Motion by Joseph: Create a document that defines how we intend to carry out the duties in our specific purpose of the corporation that lives outside the bylaws. Second: Meg Motion carried: all present aye
Motion by Joseph: Adopt “Maintain makerspace for membership. To maintain workshop and equipment for community members.” as the corporation's specific purpose, in line with our 501c3 application. Second: Jess Motion carried: all present aye
Board members discussed the relationship between nondiscrimination policy and the anti-harassment policy that our members agree to. We decided to leave 2.5 unchanged but hold board members to the same anti harassment standard as members.
We need to update this. We need to keep it simple and have a catch all for member removal.
Motion Joseph: We modify 2.6 Membership to read “The corporation will have members. Members can be removed for violations specified in the “Berea Makerspace Membership Rights and Responsibilities” document, the “Anti-harassment policy” or other documents or policies adopted by the membership. Members can also be removed by the Board of Directors.” Second: Jess Motion carries: all present.
Motion Joseph: Alter 3.3 SPECIAL MEETINGS to read: “Special meetings may be called at any time by any member of the Board of Directors. Notice of the meeting must be received by each Director at least 3 days before the meeting.
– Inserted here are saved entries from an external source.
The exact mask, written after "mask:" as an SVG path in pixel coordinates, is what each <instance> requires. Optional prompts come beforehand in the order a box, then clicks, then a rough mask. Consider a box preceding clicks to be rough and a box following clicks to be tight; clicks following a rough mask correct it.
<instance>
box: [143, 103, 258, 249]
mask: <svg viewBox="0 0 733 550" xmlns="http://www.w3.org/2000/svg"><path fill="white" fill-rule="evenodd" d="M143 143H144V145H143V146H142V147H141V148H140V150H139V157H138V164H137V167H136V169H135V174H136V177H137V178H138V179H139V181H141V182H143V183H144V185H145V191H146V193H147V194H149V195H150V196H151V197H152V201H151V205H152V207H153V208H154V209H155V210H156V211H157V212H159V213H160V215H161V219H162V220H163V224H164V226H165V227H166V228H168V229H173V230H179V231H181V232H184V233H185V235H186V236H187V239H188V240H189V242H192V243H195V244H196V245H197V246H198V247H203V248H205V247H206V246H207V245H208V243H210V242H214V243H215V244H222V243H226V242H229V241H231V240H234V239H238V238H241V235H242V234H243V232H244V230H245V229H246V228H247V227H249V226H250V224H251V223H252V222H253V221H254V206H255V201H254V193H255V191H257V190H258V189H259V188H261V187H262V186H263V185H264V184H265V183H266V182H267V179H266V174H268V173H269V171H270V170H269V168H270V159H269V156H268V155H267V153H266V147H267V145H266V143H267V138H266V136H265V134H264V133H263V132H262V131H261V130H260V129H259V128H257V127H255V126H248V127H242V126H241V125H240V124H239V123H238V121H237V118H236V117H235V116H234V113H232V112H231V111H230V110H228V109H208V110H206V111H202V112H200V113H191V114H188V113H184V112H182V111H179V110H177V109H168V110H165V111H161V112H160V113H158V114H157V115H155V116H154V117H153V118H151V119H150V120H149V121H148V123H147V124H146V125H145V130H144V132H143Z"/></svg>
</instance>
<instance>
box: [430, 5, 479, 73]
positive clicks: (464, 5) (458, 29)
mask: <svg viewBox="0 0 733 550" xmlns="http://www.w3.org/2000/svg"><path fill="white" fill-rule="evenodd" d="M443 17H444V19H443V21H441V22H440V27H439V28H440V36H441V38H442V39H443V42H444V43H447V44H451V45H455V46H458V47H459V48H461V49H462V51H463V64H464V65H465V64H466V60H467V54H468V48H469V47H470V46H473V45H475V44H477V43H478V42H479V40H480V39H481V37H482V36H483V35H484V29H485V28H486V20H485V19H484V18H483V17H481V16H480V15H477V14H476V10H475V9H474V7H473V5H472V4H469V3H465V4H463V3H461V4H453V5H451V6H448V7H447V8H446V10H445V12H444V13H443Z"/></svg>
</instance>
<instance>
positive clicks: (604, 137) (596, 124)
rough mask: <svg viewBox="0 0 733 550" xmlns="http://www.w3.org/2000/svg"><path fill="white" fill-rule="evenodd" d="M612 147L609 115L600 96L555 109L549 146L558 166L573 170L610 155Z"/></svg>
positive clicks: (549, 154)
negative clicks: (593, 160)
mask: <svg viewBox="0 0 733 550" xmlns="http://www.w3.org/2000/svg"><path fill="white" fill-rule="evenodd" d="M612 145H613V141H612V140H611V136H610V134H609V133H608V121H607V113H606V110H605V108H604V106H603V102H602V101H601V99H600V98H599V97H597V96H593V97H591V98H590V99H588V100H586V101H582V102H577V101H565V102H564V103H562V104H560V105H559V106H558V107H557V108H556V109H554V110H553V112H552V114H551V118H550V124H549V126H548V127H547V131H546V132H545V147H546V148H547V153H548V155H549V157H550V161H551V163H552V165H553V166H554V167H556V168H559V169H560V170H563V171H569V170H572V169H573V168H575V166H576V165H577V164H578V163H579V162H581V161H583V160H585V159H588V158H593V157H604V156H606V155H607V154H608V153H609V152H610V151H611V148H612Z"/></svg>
The notice must include the agenda for the meeting along with the place and time of the meeting.” Second: Meg Motions carries: all present
Joe asked whether ‘approved’ covers all the other actions the bylaws specify for the board, such as ‘choose’. Joe will investigate this prior to adoption of the bylaws.
Members discussed changing the language around setting term lengths. Meg suggested more discussion around creating a mechanism for members to have a say in who’s on the board.
Motion by Joseph: Alter the language of 4.2 to read “The members of the Board of Directors will be elected by the voting members at the annual meeting. The Directors will serve for one year.” Second: none Motion tabled.
We discussed that we want members to have a say in reimbursements. Meg suggested altering the gendered pronoun “he.”
Motion by Joseph: Alter the language of 4.6 to read “Directors will serve on a voluntary basis and will not receive compensation for their services. Reimbursement of expenses incurred will be governed by the same mechanism that governs reimbursement for corporation members. A Director may be compensated for services provided to the Corporation if the director also serves in another position such as an officer, agent, or employee.” Second Brian Motion carried: all present
Motion by Joseph: adjourn meeting Second Brian Motion carried: all present.